Manama: Bahrain has “come a long way” in tackling its budget deficit and is committed to undertaking more reforms following last year’s $10 billion aid package agreed with its Gulf allies, the central bank governor said on Tuesday.

Bahrain last year embarked on a series of fiscal reforms linked to the package from its Gulf allies Saudi Arabia, Kuwait and the UAE to help it avert a debt crisis.

I think we have come a long way now with the fiscal balance programme. It has put out a clear plan to the market about how we are going to deal with our budget deficit and public debt.

- Rasheed Mohammad Al Maraj | Central bank governor

The first payment was made after the signing of the Gulf aid last year and “the programme will continue as we unfold our different action plans”, Rasheed Mohammad Al Maraj said at a finance conference in Manama.

“I think we have come a long way now with the fiscal balance programme. It has put out a clear plan to the market about how we are going to deal with our budget deficit and public debt,” he said.

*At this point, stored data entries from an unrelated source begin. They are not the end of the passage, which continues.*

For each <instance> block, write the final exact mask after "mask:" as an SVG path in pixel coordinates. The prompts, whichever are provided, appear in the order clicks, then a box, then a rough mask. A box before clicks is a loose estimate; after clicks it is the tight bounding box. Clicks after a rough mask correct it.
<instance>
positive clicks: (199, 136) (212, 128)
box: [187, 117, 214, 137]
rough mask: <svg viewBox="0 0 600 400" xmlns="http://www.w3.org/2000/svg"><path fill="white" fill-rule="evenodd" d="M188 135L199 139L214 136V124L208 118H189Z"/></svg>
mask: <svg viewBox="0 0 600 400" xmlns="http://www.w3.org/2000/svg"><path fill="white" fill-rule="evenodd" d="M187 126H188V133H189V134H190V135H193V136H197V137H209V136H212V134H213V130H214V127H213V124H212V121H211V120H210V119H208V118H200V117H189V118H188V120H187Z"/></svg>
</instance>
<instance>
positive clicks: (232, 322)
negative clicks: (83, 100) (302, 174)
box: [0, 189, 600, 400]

Bahrain, which does not have the vast oil wealth of other Gulf Arab states, last year released a plan to fix its debt-burdened finances. The official fiscal deficit to GDP ratio in 2017 was 10.3 per cent.

Bahrain has not released 2018 figures but this month the finance minister said the government managed to cut the deficit by 35 per cent from the 2017 figure of $3.5 billion.

10.3%

the official fiscal deficit to GDP ratio in 2017

Abu Dhabi Commercial Bank in a recent research estimated the 2018 fiscal deficit to GDP ratio of 7.3 per cent.

Al Maraj’s comments came after Bahrain’s cabinet on Monday approved a draft state budget for the next two years that projects a further reduction in its deficit to reach $1.63 billion by 2020 as part of a fiscal reform programme.

The government has cut subsidies and raised taxes and fees as part of fiscal reforms. It introduced a value-added tax last month.

Al Maraj said Bahrain expects its economy to grow between 2.0 and 2.5 per cent in 2019, in line with last year’s pace.

He said Bahrain’s debt financing would be in smaller amounts, compared to previous years, and financing plans for this year will be decided after the budget is approved.

35%

cut in deficit in 2018 the finance minister estimated

Al Maraj also reiterated that the currency’s peg to the US dollar was the anchor of the central bank’s monetary policy and would remain so.

“Without having a transparent stable exchange rate I think we will have a chaotic environment that will harm business in Bahrain that will harm FDI and will create uncertainty that is not good for the growth of the country,” Al Maraj said.

The central bank governor also said he was hopeful that both conventional banks and Islamic banks would have the opportunity take part in banking mergers.

Last month Kuwait Finance House announced it is acquiring Bahrain’s Ahli United Bank in the first major cross-border bank merger in the Gulf region in recent years.